With bare midriffs and low-slung hip belts, Karl Lagerfeld flirted with bad taste this season. Then there were outsized picture hats swathed in black tulle – for very glamorous beekeepers in mourning? – and Cara Delevingne-ish beanies encrusted with roses. Under the catwalk, 300 engines powered a set of paper flowers that bloomed and coloured as the show unfolded. Where past Chanel shows have referenced the formal elegance of Versailles, this time the garden was allowed to run wild.

DIOR        
The setting for the Christian Dior show – a circus tent of white scaffolding with pink carpets and mirrored walls, and a catwalk snaking around the walls – was designed to disorientate. The same went for clothes that took elements of the 1950s, 60s and 70s and melded them together in an impossible dream sequence of ideas.
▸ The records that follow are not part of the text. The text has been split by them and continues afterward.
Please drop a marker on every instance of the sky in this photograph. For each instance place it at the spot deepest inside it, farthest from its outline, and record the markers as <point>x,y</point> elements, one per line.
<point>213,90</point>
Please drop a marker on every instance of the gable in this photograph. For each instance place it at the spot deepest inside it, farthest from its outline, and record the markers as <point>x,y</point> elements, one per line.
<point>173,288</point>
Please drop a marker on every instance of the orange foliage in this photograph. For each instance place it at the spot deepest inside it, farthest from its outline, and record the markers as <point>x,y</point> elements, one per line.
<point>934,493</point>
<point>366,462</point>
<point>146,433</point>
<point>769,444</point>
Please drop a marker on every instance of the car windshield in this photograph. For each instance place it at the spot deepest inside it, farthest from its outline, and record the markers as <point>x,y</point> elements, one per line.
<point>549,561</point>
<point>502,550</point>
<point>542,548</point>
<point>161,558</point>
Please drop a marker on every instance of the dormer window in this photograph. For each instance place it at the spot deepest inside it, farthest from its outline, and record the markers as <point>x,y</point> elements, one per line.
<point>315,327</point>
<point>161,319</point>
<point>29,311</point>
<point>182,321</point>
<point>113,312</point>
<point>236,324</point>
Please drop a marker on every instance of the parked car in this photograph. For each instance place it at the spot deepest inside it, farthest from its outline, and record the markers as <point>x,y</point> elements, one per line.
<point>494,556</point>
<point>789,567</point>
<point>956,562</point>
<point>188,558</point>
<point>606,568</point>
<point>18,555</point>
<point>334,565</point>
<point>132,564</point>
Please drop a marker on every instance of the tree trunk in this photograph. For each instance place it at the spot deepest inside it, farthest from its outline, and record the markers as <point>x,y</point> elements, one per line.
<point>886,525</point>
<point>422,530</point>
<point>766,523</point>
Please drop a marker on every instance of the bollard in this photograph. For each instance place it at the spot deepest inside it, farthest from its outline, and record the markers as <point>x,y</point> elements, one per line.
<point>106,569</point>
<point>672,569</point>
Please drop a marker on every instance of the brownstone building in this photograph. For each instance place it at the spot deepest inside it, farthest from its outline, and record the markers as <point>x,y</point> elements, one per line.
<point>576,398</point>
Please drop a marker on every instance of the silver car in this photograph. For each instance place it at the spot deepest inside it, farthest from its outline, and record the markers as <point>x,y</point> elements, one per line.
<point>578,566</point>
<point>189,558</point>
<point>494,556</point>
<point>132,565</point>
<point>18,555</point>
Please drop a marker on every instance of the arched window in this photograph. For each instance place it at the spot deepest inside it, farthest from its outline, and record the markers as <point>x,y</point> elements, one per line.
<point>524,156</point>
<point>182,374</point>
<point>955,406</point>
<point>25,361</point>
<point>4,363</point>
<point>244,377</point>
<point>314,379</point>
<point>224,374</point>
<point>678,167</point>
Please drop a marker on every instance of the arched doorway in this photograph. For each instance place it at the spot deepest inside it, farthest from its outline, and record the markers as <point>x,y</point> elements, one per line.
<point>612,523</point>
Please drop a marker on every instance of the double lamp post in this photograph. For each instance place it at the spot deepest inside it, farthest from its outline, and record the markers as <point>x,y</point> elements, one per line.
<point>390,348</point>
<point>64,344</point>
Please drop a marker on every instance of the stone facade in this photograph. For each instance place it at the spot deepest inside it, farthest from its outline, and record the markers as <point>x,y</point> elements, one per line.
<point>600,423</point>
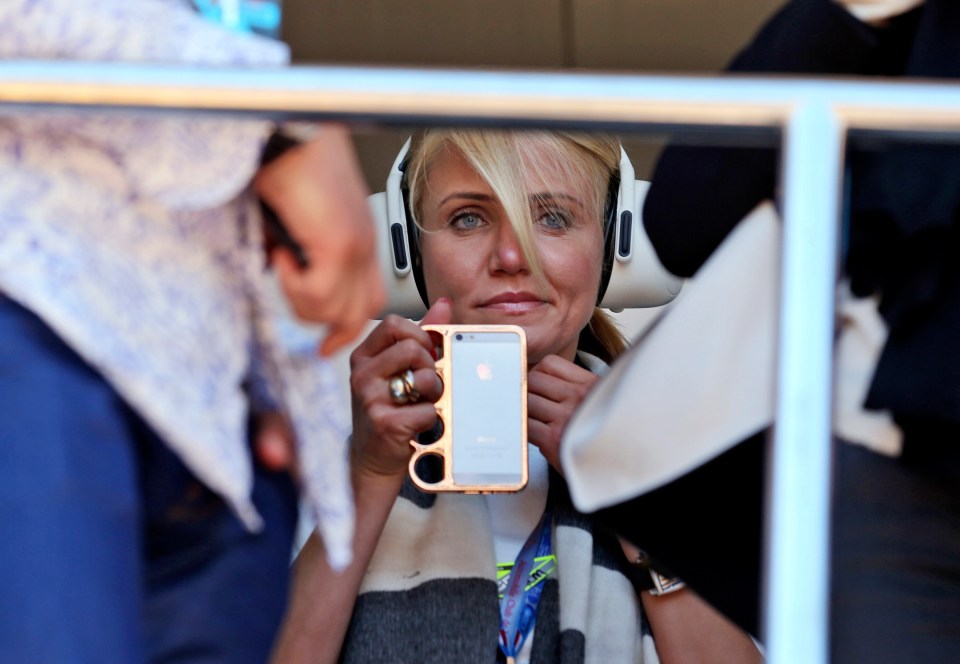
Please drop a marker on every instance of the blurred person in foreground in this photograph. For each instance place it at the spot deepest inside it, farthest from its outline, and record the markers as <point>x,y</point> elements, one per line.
<point>142,357</point>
The loopy jumpsuits were super trippy, while transparent plastic duster coats printed with delicate, inky florals and skintight latex boots in hallucinogenic shades were weird – and, weirdly, gorgeous.

VERSACE

It was, for the most part, glamour-as-usual on the Versace catwalk. But a bold attitude was brought by Donatella’s choice of models for the finale: the 90s supermodels Eva Herzigova, 41, and Amber Valletta, who, at 40, rocks a fabulous undercut. The skintight, flared jumpsuits had a touch of David Bowie about them – a trend echoed the next day in psychedelic swirls and sequinned stripes at Dior’s Moonage Daydream show.

SCHIAPARELLI 

“Elsa’s pioneering spirit” was the theme at the third catwalk show for the relaunched Schiaparelli brand. A hot pink catwalk was reflected in a box-of-mirrors set, with surprises to be spotted from all angles: poker-chip buttons fastening elegant silk trousers, constellations traced across eveningwear, and embroidered bows bursting into three-dimensions, as if the dresses themselves were coming to life.

GIAMBATTISTA VALLI

This collection was a bold statement of intent, from a designer not content with the (lucrative) position of being the fairytale wedding-dress designer of the moment. Taking its queue from the Metropolitan Museum’s Impossible Conversations show, which imagined dialogue between Elsa Schiaparelli and Miuccia Prada, Valli imagined a conversation-in-clothes between Coco Chanel and Janis Joplin, two wardrobe rule-breakers. With cocktail dresses layered over houndstooth trousers, it was a hymn to sartorial irreverence.